This post is part of our on-going series in which ATM invites the occasional post from a number of Smithsonian Institution guest bloggers: the historians, researchers and scientists who curate the collections and archives at the museums and research facilities. Today, Amy Henderson from the National Portrait Gallery weighs in on celebrity stars and history. She last wrote for us about food at the Portrait Gallery.
Usually, the Grammy Awards ceremony is a thunder-and-light show that celebrates the year’s best performers in recorded music. This year, the death of Whitney Houston on the eve of that much-anticipated honors ceremony cast a giant pall over the event. The sudden death of such a blazing star delivered an electric jolt to our collective fantasies of the celebrity as a creature beyond-the-pale and larger than life. It is always disconcerting to find that they are, like us, all too human.
Our relationship to celebrities is complicated. We love them, and we love to trash them. We copy their “look”—hair, clothes, body type—and relish the endless gossip the media churns out for our delectation. In our heart-of-hearts, we like to think of celebrities as being just like us—except thinner, more glamorous, and from a universe sprinkled with stardust. Because I study media and celebrity culture, I’ve been lucky enough over the years to cross paths with some of these iconic creatures. I met with Katharine Hepburn in the late 1980s and early 90s to discuss obtaining a painting that Everett Raymond Kinstler did of her in 1982 for the National Portrait Gallery. American History Museum curator Dwight Blocker Bowers and I interviewed Ginger Rogers and gleaned priceless tidbits and back story for our exhibition on musicals, “Red, Hot and Blue.” Gregory Peck came to see that exhibition, and Dwight and I somehow managed not to faint as we toured that great American actor through the show.
On February 1, I was wowed all over again when Clint Eastwood appeared at the American History Museum to help celebrate the opening of the newly-named Warner Bros. Theater. Eastwood entered the museum gliding through a bank of dazzling lights and across a specially-installed red carpet. Goodness, he is tall, I thought. And thin. He glows! For several minutes he paused and smiled in front of a wall of historic Warner Bros. artifacts as news photographers and iPhone owners blazed away. It was “magic time.”

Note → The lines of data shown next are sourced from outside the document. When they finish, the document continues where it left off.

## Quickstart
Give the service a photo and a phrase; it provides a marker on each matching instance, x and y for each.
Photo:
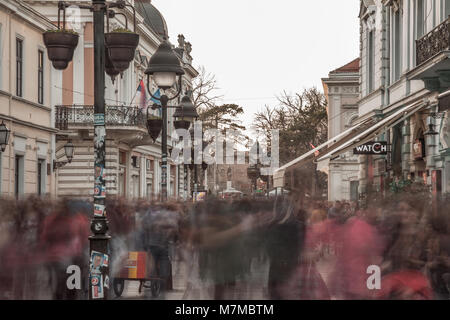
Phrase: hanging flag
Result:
(157, 95)
(155, 100)
(315, 153)
(143, 95)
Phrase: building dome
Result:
(152, 18)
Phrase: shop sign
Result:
(372, 148)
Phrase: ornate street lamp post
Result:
(119, 47)
(164, 67)
(4, 136)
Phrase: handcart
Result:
(138, 266)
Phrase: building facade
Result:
(405, 67)
(133, 159)
(341, 89)
(26, 101)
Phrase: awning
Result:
(444, 101)
(375, 130)
(278, 176)
(347, 140)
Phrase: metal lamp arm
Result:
(169, 99)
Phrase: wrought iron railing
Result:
(82, 115)
(434, 42)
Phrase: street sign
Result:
(374, 148)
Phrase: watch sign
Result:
(377, 148)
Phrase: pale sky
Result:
(258, 48)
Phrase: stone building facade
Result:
(133, 159)
(26, 79)
(403, 68)
(342, 91)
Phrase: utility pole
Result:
(99, 226)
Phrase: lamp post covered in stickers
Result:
(164, 66)
(116, 47)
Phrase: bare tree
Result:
(204, 90)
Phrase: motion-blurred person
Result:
(405, 257)
(64, 242)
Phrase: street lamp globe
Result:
(69, 149)
(4, 136)
(185, 114)
(164, 66)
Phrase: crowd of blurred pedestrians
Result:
(284, 248)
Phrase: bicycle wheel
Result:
(118, 286)
(155, 288)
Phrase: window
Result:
(19, 67)
(41, 77)
(371, 61)
(420, 18)
(1, 50)
(18, 176)
(41, 177)
(397, 45)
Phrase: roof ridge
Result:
(352, 66)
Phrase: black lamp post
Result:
(120, 48)
(253, 172)
(4, 136)
(164, 67)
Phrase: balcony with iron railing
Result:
(433, 58)
(75, 116)
(434, 42)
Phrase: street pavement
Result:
(255, 287)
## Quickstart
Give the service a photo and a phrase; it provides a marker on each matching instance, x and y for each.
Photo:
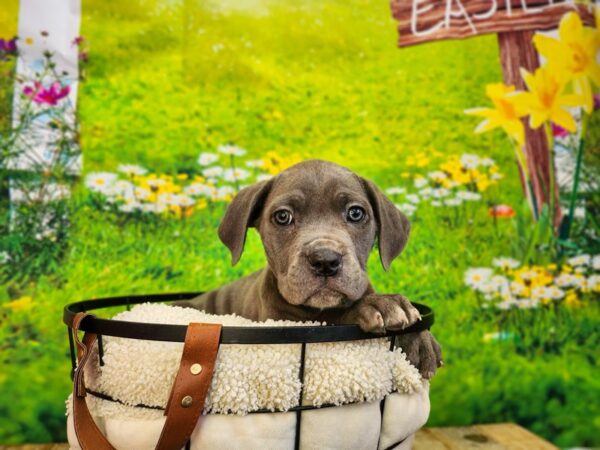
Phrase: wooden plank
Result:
(504, 436)
(36, 447)
(458, 23)
(501, 436)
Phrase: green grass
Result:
(320, 79)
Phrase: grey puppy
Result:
(318, 222)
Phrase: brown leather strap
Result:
(187, 397)
(86, 430)
(186, 401)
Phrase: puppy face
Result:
(318, 223)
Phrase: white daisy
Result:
(580, 260)
(264, 177)
(207, 158)
(213, 172)
(555, 293)
(156, 208)
(540, 292)
(232, 175)
(477, 277)
(182, 200)
(156, 182)
(469, 161)
(426, 192)
(395, 190)
(505, 263)
(100, 181)
(407, 208)
(198, 189)
(566, 280)
(452, 202)
(141, 193)
(507, 304)
(420, 182)
(528, 303)
(131, 169)
(255, 163)
(412, 198)
(223, 192)
(440, 193)
(468, 195)
(516, 288)
(130, 207)
(437, 175)
(231, 150)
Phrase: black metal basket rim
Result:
(229, 334)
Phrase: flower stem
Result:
(567, 229)
(551, 175)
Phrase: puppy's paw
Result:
(423, 352)
(377, 312)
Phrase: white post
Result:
(45, 26)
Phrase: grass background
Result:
(323, 79)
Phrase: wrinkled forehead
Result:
(317, 185)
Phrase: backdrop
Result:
(176, 105)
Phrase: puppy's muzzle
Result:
(325, 262)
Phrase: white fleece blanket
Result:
(253, 377)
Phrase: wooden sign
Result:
(430, 20)
(515, 22)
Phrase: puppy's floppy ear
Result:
(240, 215)
(393, 227)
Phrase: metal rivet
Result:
(186, 401)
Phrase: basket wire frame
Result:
(72, 309)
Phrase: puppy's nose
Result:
(325, 262)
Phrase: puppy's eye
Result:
(283, 217)
(355, 214)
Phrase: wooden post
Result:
(515, 22)
(516, 51)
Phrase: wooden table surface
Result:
(501, 436)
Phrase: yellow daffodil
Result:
(20, 304)
(506, 114)
(545, 100)
(574, 55)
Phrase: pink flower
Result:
(8, 47)
(48, 96)
(502, 211)
(558, 131)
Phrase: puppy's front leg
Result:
(376, 312)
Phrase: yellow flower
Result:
(545, 100)
(20, 304)
(574, 54)
(571, 300)
(505, 115)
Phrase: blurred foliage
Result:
(321, 79)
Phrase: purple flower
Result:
(558, 131)
(48, 96)
(8, 47)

This magic happened because Warner Bros. has a profound understanding of its own history. Warner CEO Barry Meyer told the reception crowd that his studio—founded in 1923 by brothers Albert, Sam Harry, and Jack Warner—has fostered a “rich legacy of entertaining audiences for almost 90 years.” Today, it stands at the forefront of film and television production and worldwide distribution of movies, cartoons, DVDs, comic books, and brand licensing.
In its new collaboration with the Smithsonian, Warner Bros. Entertainment has provided funding to renovate the American History museum’s 46-year-old auditorium into a state-of-the-art facility with HD and 3-D film and digital capability, along with a fabulous new sternum-rattling Dolby surround sound system. Dwight Bowers, the museum’s project director for the Warner Bros. Theater initiative, called this partnership a superb way “to increase public awareness of film as a vital part of the American Experience” both through festivals showcasing classic feature films, and with displays of remarkable treasures from the Warner Bros. archive.

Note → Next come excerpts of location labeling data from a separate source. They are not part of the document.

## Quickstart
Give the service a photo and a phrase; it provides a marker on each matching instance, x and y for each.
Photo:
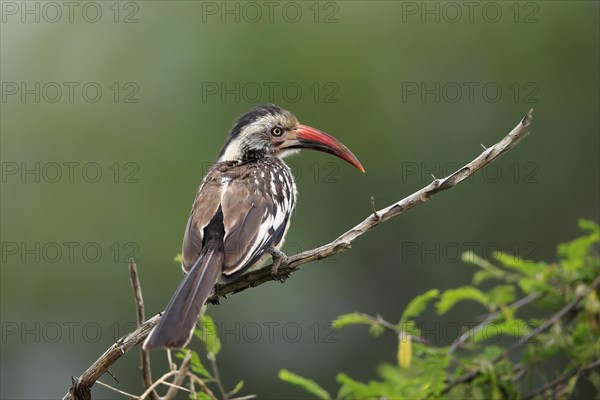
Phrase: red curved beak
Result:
(306, 137)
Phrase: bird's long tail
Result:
(177, 324)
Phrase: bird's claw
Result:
(214, 297)
(279, 259)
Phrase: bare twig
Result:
(344, 242)
(81, 386)
(213, 363)
(139, 303)
(132, 396)
(183, 370)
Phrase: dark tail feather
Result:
(175, 327)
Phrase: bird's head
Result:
(269, 130)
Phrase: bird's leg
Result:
(279, 259)
(214, 297)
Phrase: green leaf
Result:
(307, 384)
(417, 305)
(501, 294)
(237, 388)
(195, 364)
(489, 270)
(493, 332)
(351, 388)
(208, 334)
(588, 225)
(527, 268)
(452, 296)
(357, 318)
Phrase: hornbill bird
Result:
(241, 212)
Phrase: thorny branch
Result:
(81, 386)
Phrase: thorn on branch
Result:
(377, 218)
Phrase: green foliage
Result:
(357, 318)
(496, 357)
(452, 296)
(208, 335)
(418, 305)
(307, 384)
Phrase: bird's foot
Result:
(279, 259)
(214, 297)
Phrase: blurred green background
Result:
(112, 111)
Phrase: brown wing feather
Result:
(245, 206)
(245, 194)
(205, 206)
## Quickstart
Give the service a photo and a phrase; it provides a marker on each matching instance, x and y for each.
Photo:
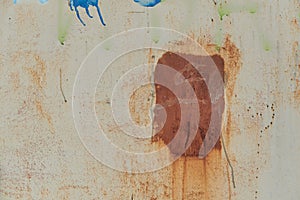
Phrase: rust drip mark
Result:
(15, 78)
(60, 85)
(296, 74)
(45, 115)
(169, 101)
(39, 74)
(228, 161)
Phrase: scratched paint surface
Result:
(41, 156)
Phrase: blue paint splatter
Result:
(41, 1)
(148, 3)
(85, 4)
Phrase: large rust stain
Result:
(169, 101)
(209, 178)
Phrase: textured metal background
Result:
(41, 156)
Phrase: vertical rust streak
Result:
(60, 84)
(228, 161)
(184, 174)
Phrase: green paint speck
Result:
(223, 10)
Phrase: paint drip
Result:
(41, 1)
(74, 4)
(148, 3)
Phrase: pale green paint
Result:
(155, 22)
(266, 43)
(225, 9)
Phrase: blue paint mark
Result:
(148, 3)
(85, 4)
(41, 1)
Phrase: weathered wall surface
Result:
(41, 155)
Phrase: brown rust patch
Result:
(169, 101)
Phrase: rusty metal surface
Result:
(42, 156)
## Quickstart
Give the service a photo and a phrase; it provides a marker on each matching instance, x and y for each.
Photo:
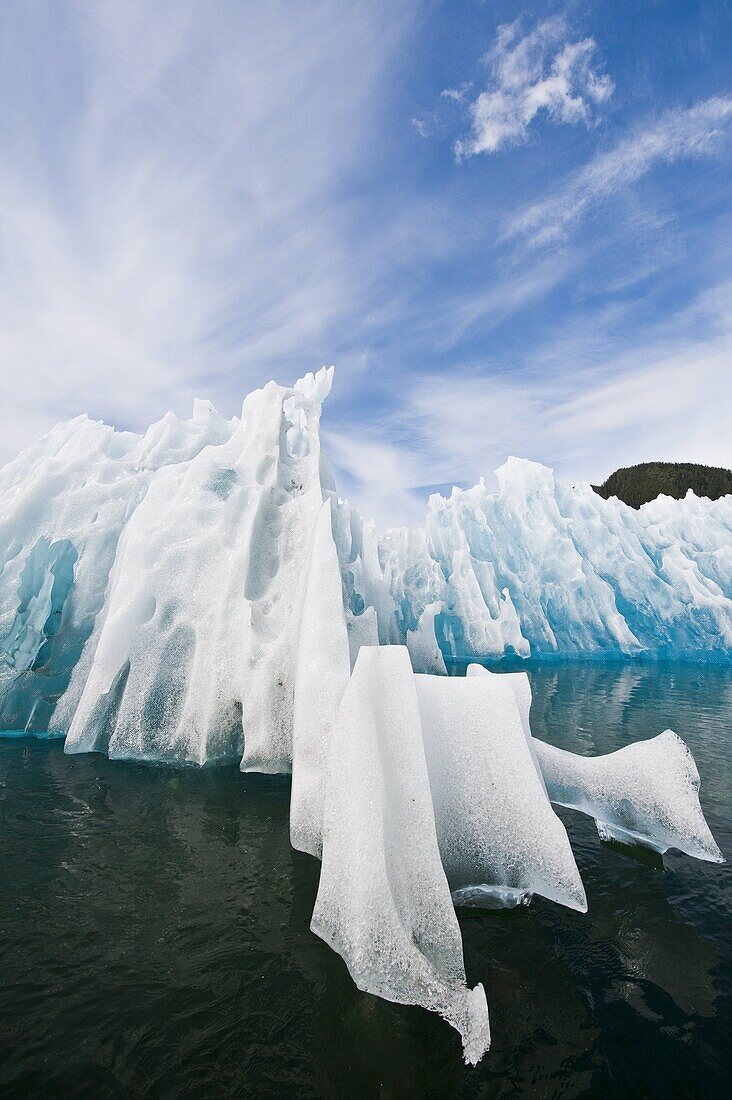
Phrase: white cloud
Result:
(542, 70)
(173, 216)
(665, 397)
(692, 132)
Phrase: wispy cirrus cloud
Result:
(687, 133)
(173, 207)
(544, 70)
(665, 395)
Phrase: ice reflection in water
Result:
(155, 936)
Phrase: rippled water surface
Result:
(154, 935)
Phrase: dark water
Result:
(154, 935)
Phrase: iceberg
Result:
(496, 832)
(383, 901)
(200, 593)
(645, 793)
(151, 585)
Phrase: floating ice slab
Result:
(644, 793)
(383, 902)
(496, 831)
(320, 680)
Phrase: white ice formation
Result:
(200, 593)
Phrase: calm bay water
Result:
(154, 935)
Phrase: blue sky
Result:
(507, 226)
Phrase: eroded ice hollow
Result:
(152, 586)
(200, 594)
(435, 794)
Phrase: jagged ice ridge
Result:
(201, 593)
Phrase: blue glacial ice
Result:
(200, 593)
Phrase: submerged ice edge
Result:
(194, 538)
(201, 594)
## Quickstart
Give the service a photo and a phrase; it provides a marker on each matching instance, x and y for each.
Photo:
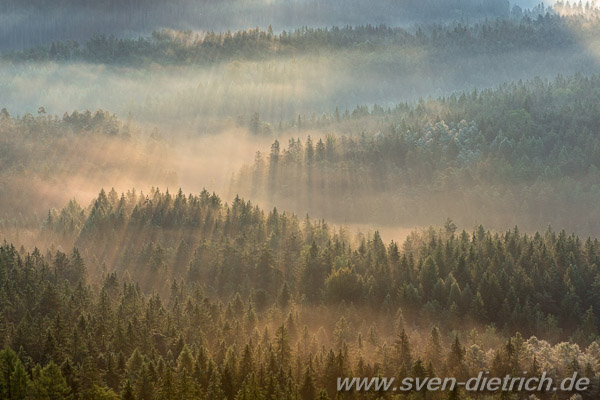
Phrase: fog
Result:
(193, 120)
(34, 22)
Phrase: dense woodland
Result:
(272, 291)
(84, 18)
(526, 33)
(200, 299)
(45, 157)
(527, 151)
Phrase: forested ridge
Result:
(43, 155)
(398, 188)
(193, 298)
(515, 151)
(531, 32)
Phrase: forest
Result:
(252, 200)
(527, 148)
(232, 302)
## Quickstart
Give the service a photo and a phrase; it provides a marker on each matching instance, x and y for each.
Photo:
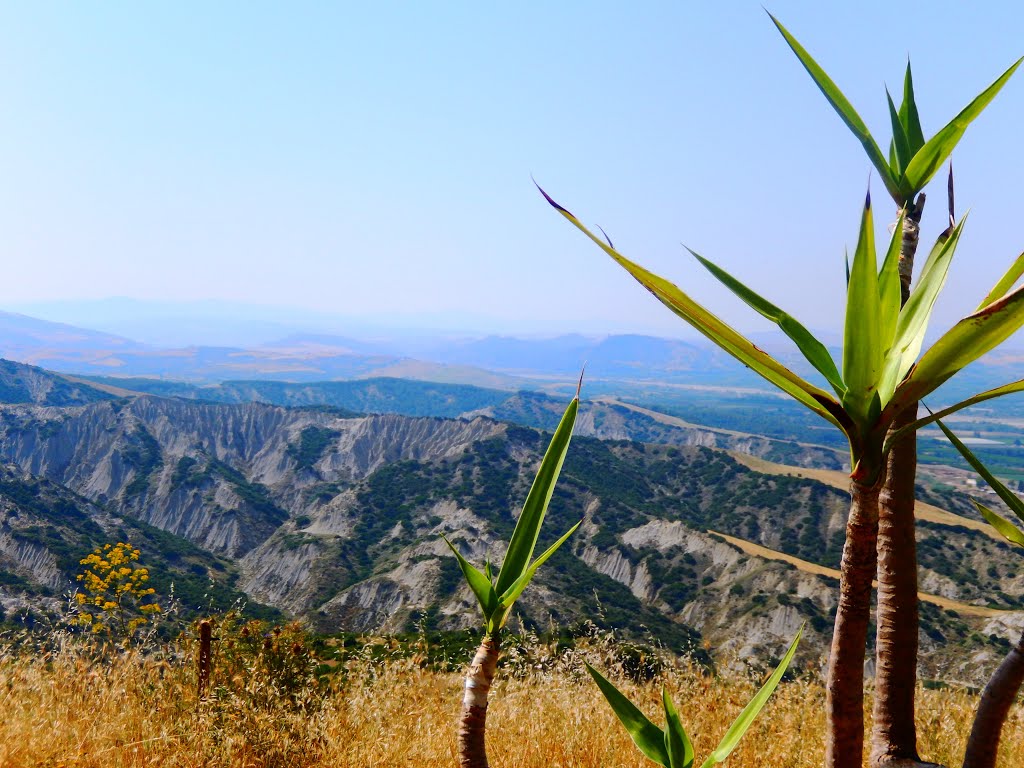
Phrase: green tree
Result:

Outside the theater, museum walls are lined with cases displaying eye-popping artifacts drawn from Warner’s history: costumes that Humphrey Bogart and Ingrid Bergman wore in “Casablanca,” the houndstooth suit Lauren Bacall wore in “The Big Sleep,” and Jack Warner’s personal address book, opened to the ‘D’ section to reveal phone numbers for Bette Davis, Cecil B. DeMille, and Walt Disney. This remarkable partnership between the museum and Warner Bros. is being inaugurated with a films featuring Clint Eastwood Westerns, such classic early sound films as “The Jazz Singer,” and movies that focus on the Civil War, including “Gone with the Wind” and “Glory.”
At the opening reception, Eastwood received the James Smithson Bicentennial Medal in recognition of the six decades he has spent capturing American life and culture on film. The American History Museum’s interim director Marc Pachter spoke eloquently about how films are integral to our daily lives: “Our notions about history, heroes, explorations, fears, and dreams are formed and transformed by the way we make movies and the way we watch them.”
The museum’s Warner Bros. initiative strongly affirms the role of film in nurturing the shared culture that lies at the core of the American experience. The wonderful irony is that a medium built on fleeting images and simulated reality has been able to capture so fully the stories and moments that chronicle who we are. Because of that, Pachter believes that movies are as significant as any artifact in the museum’s collections: “The best films, and of course, the best actors, remain timeless in our hearts and our imagination.”
Stars only die in real life. On film, they’re ours forever.